Чернов неторопливо направился вдоль озера, намереваясь обойти его по всему периметру.
– Ты пересекался с местными егерями? – спросил он, как будто слова могли разогнать нарастающее напряжение. – Мне бы потолковать с ними.
– С егерями? – отстраненно переспросил Вербицкий. – Нет, не пересекался. Еще в прошлом году перед экспедицией меня предупреждали, что, возможно, они нас навестят, но до сих пор никто не явился.
А вот это было странно. Герман сделал мысленную пометку о необходимости раздобыть нужные контакты.

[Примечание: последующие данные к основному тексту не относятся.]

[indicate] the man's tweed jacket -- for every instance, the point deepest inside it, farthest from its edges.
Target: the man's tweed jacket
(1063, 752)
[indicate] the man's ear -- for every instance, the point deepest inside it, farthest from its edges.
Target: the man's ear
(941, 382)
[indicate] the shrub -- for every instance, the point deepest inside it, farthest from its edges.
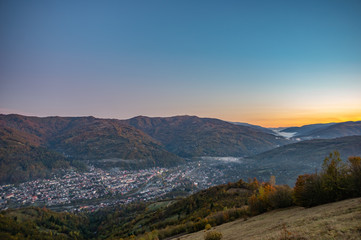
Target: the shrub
(208, 226)
(213, 235)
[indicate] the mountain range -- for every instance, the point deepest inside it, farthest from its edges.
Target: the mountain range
(326, 131)
(33, 147)
(289, 161)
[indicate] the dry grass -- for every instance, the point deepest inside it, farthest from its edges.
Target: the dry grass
(340, 220)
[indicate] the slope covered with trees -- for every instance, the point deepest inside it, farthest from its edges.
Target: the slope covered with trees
(190, 136)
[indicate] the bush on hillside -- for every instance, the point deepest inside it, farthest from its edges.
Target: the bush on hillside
(337, 181)
(268, 197)
(213, 235)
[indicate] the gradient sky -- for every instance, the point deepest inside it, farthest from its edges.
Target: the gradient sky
(272, 63)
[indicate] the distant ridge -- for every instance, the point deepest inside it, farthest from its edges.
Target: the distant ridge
(326, 131)
(191, 136)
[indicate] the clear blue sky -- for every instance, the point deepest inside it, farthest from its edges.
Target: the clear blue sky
(271, 63)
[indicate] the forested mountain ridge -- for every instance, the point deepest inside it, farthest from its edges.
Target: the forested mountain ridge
(327, 130)
(289, 161)
(191, 136)
(31, 146)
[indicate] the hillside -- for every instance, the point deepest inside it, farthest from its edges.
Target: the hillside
(190, 136)
(21, 157)
(327, 130)
(31, 146)
(35, 223)
(336, 130)
(339, 220)
(289, 161)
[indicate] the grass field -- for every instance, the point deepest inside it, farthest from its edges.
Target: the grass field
(340, 220)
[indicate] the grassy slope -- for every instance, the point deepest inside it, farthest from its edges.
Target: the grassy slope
(339, 220)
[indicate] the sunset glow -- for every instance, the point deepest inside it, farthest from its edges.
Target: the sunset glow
(270, 63)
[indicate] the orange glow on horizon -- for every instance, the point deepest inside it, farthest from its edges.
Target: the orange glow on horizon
(296, 120)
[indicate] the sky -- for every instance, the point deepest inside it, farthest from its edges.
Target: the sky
(270, 63)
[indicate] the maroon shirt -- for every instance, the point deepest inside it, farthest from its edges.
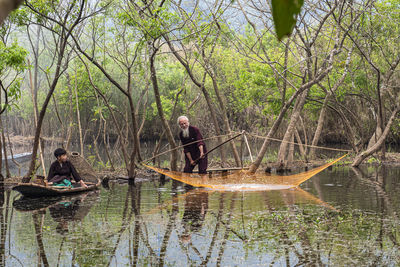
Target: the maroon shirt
(67, 169)
(194, 135)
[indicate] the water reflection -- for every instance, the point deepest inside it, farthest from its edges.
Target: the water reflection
(346, 217)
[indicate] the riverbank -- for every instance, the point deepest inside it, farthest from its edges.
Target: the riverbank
(144, 174)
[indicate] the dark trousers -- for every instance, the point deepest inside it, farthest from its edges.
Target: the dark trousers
(202, 165)
(59, 178)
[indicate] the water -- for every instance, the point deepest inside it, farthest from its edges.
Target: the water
(342, 217)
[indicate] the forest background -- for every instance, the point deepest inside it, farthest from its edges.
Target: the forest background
(116, 73)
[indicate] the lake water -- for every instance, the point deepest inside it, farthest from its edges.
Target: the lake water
(340, 217)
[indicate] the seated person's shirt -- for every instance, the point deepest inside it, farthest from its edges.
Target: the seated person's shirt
(62, 171)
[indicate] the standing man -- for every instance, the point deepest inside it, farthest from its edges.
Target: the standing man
(194, 151)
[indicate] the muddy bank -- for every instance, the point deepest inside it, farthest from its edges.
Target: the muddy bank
(144, 174)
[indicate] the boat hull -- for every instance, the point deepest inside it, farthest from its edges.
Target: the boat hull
(37, 190)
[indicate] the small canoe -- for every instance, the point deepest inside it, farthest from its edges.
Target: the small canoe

Он неспешно продвигался по узкому берегу, изучая почву: старые следы давным-давно исчезли, а свежих не было. Порой приходилось склонять голову, чтобы нырнуть под низко нависшими ветками, а инстинкты вынуждали то и дело поглядывать по сторонам. Не то чтобы Герман ждал нападения, но такая оглушительная тишина могла наступить в лесу, если поблизости притаился смертельно опасный хищник, или лес был мертвым. Ни дуновения ветра, ни шелеста листьев, ни журчания ручейков. Ни мошек, ни птичек, ни лягушек – такое вообще бывает в природе? Герман даже дышать старался бесшумно, словно опасаясь привлечь внимание невидимой угрозы. Но в какой-то момент сам на себя разозлился за излишнюю мнительность.
На неподвижной глади озера можно было рассмотреть едва различимое отражение нависших крон деревьев. А чуть глубже под тонким слоем кристально-чистой воды клубилась непроглядная чернота.
– С кем ты приходил сюда в прошлый раз? – вновь нарушил тишину Герман, ковырнув носком ботинка камень на пути.
Вербицкий, уже некоторое время остававшийся за спиной вне поля зрения, не ответил. Чернов лишь на мгновение замер, прежде чем молниеносно обернуться. В глаза одновременно бросились две вещи. Милен с абсолютно белым лицом, неподвижно стоящий возле самой воды, словно вырезанный из мрамора. И лодка. Она выплывала из мрака озера, тихо, будто шла не по воде, а скользила по невидимым рельсам. Никем не управляемая. Из-за налипших на ней мха и водорослей Герман даже не сразу понял, что это, спутав ее сначала с огромным озерным чудищем. Но поняв, стремительно сорвался с места и ринулся к Милену, мечась взглядом между ученым и приближающейся к нему опасности: лодка была с почерневшим каркасом, увитым то ли веревками, то ли цепями, похожими на ржавую паутину. Борта изогнуты, как у черного лебедя, раскрывающего крылья, а нос заострен, будто копье, направленное острием на ученого.